Comment définir la démarche de l'ensemble "Contraste" ?
Nous sommes des musiciens classiques qui avons eu envie de suivre nos goûts musicaux, tout ce qu'on peut écouter depuis l'enfance : pas seulement du classique, également du jazz, de la pop, les musiques du monde etc.  Il y a donc ça avant tout : la liberté qu'on s'accorde de pouvoir aborder les répertoires qui nous tiennent à cœur. Avec les limites que cela pose, c'est-à-dire qu'on ne peut pas être bons partout et on accepte aussi de se planter (rires).

D'un côté vous poussez les limites du classique, de l'autre vous vous introduisez aussi dans l'univers du jazz, de la comédie musicale, etc.
Notre postulat de départ est que ce qui a fait évoluer les arts tout au long de leur histoire, c'est le métissage et l'interpénétration des choses. C'est pourquoi on n'hésite pas à avoir sur un même plateau des musiciens classiques, des jazzmen ou des chanteurs qui viennent d'autres univers ou encore des improvisateurs comme le compositeur Karol Beffa qui est souvent avec nous. Donc dans notre démarche, ce ne sera pas de la création musicale pure, puisqu'on reprend des standards ou des thèmes musicaux. Mais la texture, la manière dont on va traiter ce sujet musical peut être originale grâce à ce mélange-là. Elle est là notre part de création, c'est ce qu'apporte Johan Farjot, le directeur musical, dans ses arrangements, qui sont souvent des re-compositions des morceaux, un nouvel éclairage. Ce qui nous paraît emportant, autant sur scène qu'au disque, c'est d'alterner entre des projets très classiques - comme le disque enregistré il y a deux ans avec Karine Deshayes sur la mélodie française - et des projets qui vont au-delà, dont le dernier était autour du tango, influencé par le jazz et par la bossanova. La question fondamentale alors est qu'on puisse garder notre identité.

Identité dans quel sens ?
Ce qui nous fait vivre depuis qu'on est gamins, c'est l'identité de musiciens classiques (ou non d'ailleurs, quand des jazzmen nous rejoignent par exemple), avec la rigueur qui va avec.  En même temps, "Contraste" n'est pas un ensemble structuré comme un orchestre, où un chef impose sa vision aux musiciens. C'est une formation de "pure-sang", c'est-à-dire de musiciens aux très fortes personnalités qui s'expriment, qui doivent s'exprimer, mais dans un cadre fixé.

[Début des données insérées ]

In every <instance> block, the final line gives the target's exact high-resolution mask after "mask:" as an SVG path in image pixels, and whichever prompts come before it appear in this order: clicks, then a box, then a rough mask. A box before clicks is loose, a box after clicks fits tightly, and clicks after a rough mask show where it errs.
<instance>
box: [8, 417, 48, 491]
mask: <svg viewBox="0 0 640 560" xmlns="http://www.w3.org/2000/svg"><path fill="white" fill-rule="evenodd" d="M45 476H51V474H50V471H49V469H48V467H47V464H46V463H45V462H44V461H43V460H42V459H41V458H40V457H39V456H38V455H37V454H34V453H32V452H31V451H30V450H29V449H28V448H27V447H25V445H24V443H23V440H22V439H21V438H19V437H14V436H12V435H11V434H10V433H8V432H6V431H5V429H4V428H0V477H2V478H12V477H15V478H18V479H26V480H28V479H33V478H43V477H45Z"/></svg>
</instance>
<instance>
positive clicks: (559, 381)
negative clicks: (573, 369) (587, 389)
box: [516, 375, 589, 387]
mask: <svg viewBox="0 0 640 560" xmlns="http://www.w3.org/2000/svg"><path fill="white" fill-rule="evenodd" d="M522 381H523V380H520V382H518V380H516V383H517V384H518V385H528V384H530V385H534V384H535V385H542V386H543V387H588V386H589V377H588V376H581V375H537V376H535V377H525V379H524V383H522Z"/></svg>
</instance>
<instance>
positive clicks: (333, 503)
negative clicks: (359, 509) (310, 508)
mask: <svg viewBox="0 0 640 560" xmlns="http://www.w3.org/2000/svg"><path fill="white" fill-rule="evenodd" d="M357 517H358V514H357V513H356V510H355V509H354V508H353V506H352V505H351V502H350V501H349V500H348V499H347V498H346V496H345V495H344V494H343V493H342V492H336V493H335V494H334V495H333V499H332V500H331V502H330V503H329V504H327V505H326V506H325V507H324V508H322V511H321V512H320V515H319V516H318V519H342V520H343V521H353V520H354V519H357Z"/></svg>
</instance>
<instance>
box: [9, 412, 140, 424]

Un cadre qui peut exploser…
Oui ! La liberté est très belle parce qu'on peut, par moments, contourner ce cadre stricte-là. Sur scène d'ailleurs ce cadre explose en permanence (rires) ! C'est que le concert, chez nous, est soumis aux propositions de chacun, aux surprises, on aime beaucoup ça. Il nous arrive souvent, peu avant de monter sur scène, qu'on se dise : et si on jouait ce morceau qu'on n'a pas du tout prévu ? On improvise d'abord, puis un arrangement se crée et une demi-heure après, le morceau est prêt ! Dans l'idéal, on  aimerait ne pas avoir de programme de concert du tout ! On a besoin de cette liberté…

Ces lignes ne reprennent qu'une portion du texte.